Никогда_не... - Таня Танич
Шрифт:
Интервал:
— Вот так, давай, давай, ещё со мной… Ещё немножко, — успокаивающе шепчу я ему, не уверенная, что он меня слышит. — Осталось совсем чуть-чуть, сейчас будет выход. Он должен быть здесь, я знаю… Я же оставляла дверь открытой. Сейчас я найду её.
Последние слова адресованы больше самой себе, потому что моя растерянность только возрастает. Почему этот предбанник кажется бесконечным, почему я никак не могу добраться до выхода? Дыма вокруг так много, что я могла потеряться в замкнутом пространстве и мне становится страшно от мысли, что я просто мечусь от стены к стене, пропуская дверь.

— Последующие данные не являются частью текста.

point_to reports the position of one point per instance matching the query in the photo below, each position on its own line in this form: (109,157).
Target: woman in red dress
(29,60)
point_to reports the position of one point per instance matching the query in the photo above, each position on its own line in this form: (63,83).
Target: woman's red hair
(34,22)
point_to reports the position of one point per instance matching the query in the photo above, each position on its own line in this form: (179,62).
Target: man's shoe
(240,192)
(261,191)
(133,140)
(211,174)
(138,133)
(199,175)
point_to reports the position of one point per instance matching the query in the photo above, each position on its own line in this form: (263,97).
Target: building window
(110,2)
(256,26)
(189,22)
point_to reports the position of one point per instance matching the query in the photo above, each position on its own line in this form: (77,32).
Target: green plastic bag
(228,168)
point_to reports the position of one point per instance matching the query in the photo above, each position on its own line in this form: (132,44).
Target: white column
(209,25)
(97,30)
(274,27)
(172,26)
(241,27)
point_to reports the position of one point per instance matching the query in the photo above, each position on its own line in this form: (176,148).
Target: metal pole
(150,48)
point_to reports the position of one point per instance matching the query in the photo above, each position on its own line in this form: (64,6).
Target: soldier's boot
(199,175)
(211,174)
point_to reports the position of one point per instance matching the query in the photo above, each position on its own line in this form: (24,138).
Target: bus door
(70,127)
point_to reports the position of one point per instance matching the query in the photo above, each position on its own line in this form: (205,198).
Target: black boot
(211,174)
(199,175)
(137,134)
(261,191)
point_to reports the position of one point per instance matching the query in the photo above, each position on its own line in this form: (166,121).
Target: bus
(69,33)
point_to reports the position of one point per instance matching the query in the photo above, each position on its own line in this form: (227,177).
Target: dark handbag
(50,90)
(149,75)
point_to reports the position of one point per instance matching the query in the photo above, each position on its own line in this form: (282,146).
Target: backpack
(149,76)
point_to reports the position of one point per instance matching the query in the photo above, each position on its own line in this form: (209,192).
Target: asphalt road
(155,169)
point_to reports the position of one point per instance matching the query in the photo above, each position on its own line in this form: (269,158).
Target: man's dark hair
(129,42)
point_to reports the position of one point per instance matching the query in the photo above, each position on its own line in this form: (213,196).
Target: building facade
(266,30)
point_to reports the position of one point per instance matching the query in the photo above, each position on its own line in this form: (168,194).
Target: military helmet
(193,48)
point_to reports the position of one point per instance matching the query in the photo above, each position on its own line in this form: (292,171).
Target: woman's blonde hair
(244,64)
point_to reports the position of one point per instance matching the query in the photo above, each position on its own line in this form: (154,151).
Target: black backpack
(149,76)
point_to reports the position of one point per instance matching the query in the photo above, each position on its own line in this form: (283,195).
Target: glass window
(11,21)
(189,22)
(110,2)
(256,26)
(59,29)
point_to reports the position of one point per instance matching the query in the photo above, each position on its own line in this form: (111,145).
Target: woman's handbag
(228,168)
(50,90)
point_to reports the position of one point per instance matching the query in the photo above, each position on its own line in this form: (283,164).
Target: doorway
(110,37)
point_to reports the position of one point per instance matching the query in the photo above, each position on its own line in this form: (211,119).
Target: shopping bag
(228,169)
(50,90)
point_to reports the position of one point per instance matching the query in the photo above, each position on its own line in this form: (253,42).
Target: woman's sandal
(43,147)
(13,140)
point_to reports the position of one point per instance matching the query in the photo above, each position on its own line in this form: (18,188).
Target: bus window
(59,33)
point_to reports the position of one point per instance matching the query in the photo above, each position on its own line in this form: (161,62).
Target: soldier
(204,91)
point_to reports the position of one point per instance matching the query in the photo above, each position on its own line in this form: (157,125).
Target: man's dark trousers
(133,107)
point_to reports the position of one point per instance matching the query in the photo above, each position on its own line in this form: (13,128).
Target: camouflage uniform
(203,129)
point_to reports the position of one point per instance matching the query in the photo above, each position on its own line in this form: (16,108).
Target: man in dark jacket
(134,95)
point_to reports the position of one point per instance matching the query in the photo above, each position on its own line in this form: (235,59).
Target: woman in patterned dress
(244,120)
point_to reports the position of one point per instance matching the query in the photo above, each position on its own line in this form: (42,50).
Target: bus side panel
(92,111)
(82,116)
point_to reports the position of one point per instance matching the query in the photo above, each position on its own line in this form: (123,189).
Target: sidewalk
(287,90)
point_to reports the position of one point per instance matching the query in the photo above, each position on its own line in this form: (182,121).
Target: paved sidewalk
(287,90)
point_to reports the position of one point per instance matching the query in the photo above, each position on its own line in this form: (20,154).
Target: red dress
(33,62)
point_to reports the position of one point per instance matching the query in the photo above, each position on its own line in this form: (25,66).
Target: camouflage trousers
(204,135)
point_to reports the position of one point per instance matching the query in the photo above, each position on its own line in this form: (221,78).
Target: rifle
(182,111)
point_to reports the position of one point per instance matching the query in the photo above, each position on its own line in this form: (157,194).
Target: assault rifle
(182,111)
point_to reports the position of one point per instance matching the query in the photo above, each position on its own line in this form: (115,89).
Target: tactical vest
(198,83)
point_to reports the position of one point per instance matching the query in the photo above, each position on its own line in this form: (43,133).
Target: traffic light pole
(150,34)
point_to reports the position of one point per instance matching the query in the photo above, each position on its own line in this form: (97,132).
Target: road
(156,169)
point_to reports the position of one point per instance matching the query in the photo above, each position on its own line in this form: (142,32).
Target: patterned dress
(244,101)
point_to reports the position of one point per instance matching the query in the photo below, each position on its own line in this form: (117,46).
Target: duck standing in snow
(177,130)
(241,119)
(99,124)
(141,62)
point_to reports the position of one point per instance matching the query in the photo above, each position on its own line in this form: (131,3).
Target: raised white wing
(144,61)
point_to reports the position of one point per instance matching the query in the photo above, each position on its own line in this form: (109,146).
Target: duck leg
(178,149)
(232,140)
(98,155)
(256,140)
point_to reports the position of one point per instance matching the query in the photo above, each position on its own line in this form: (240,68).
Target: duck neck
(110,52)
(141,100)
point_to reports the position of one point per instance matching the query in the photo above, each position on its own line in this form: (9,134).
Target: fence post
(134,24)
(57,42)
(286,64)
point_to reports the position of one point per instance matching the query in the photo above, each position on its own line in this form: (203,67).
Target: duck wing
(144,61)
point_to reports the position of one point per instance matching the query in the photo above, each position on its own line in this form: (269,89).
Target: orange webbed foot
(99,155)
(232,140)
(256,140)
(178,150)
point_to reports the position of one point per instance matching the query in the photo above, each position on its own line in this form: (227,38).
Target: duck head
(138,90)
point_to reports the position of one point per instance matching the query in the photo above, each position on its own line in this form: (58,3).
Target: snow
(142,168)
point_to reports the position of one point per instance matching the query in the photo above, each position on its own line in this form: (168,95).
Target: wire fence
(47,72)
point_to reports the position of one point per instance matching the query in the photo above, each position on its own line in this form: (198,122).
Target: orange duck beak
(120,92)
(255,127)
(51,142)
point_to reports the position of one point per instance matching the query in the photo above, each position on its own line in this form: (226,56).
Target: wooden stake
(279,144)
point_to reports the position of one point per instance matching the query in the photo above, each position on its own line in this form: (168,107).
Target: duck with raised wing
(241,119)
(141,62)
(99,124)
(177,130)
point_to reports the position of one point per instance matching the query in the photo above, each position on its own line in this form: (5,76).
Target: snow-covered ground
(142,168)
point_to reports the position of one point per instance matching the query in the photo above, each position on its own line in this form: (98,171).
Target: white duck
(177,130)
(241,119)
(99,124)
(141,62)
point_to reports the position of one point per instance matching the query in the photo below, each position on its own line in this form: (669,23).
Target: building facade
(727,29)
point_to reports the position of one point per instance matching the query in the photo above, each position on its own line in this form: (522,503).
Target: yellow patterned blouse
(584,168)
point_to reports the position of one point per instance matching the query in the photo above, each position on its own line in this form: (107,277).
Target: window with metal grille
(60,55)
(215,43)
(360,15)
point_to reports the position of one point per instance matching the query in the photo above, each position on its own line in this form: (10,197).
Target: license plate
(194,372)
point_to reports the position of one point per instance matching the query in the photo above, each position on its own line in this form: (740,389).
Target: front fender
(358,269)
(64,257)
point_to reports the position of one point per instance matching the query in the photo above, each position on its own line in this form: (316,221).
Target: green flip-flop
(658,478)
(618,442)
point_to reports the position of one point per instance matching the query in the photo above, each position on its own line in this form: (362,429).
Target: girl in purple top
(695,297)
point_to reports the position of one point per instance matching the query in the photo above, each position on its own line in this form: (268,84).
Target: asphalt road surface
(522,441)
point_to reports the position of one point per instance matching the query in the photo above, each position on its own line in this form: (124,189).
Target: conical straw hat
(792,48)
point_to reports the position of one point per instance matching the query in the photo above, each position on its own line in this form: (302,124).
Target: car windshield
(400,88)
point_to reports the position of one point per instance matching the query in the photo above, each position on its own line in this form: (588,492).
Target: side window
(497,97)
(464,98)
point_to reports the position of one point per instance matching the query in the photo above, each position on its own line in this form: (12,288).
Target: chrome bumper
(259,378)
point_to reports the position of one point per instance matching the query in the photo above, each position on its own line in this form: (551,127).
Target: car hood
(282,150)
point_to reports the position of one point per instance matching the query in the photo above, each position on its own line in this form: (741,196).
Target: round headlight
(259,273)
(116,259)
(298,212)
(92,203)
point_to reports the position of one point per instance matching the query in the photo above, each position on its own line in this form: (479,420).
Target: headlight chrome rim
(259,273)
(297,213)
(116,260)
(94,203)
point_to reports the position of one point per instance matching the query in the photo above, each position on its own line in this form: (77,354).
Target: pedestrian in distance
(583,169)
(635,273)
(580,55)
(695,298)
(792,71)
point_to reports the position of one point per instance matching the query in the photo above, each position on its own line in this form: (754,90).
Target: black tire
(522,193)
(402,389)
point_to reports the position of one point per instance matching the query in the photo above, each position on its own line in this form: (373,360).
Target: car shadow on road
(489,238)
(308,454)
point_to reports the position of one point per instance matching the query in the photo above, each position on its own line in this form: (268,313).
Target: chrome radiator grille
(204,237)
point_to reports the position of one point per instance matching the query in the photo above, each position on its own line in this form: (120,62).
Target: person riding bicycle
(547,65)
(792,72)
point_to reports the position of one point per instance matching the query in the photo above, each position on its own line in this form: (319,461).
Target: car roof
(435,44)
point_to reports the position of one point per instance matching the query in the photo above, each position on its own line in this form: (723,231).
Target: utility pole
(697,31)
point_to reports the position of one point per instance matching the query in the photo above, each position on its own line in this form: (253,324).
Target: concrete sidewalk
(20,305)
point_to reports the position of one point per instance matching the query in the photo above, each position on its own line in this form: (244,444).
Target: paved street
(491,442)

Продолжая вертеть головой, я не понимаю, почему я ничего не слышу с улицы — ни беготни у самого дома, ни шума людских голосов. Гудение и странный, утробный треск идущего за нами пламени доносятся только изнутри, а не снаружи, как было бы, если бы открытая дверь была совсем рядом. Это плохо, плохо, плохо. Мы никак не можем выйти, а огонь уже в соседней комнате. И сейчас он ворвётся сюда, времени совсем не осталось.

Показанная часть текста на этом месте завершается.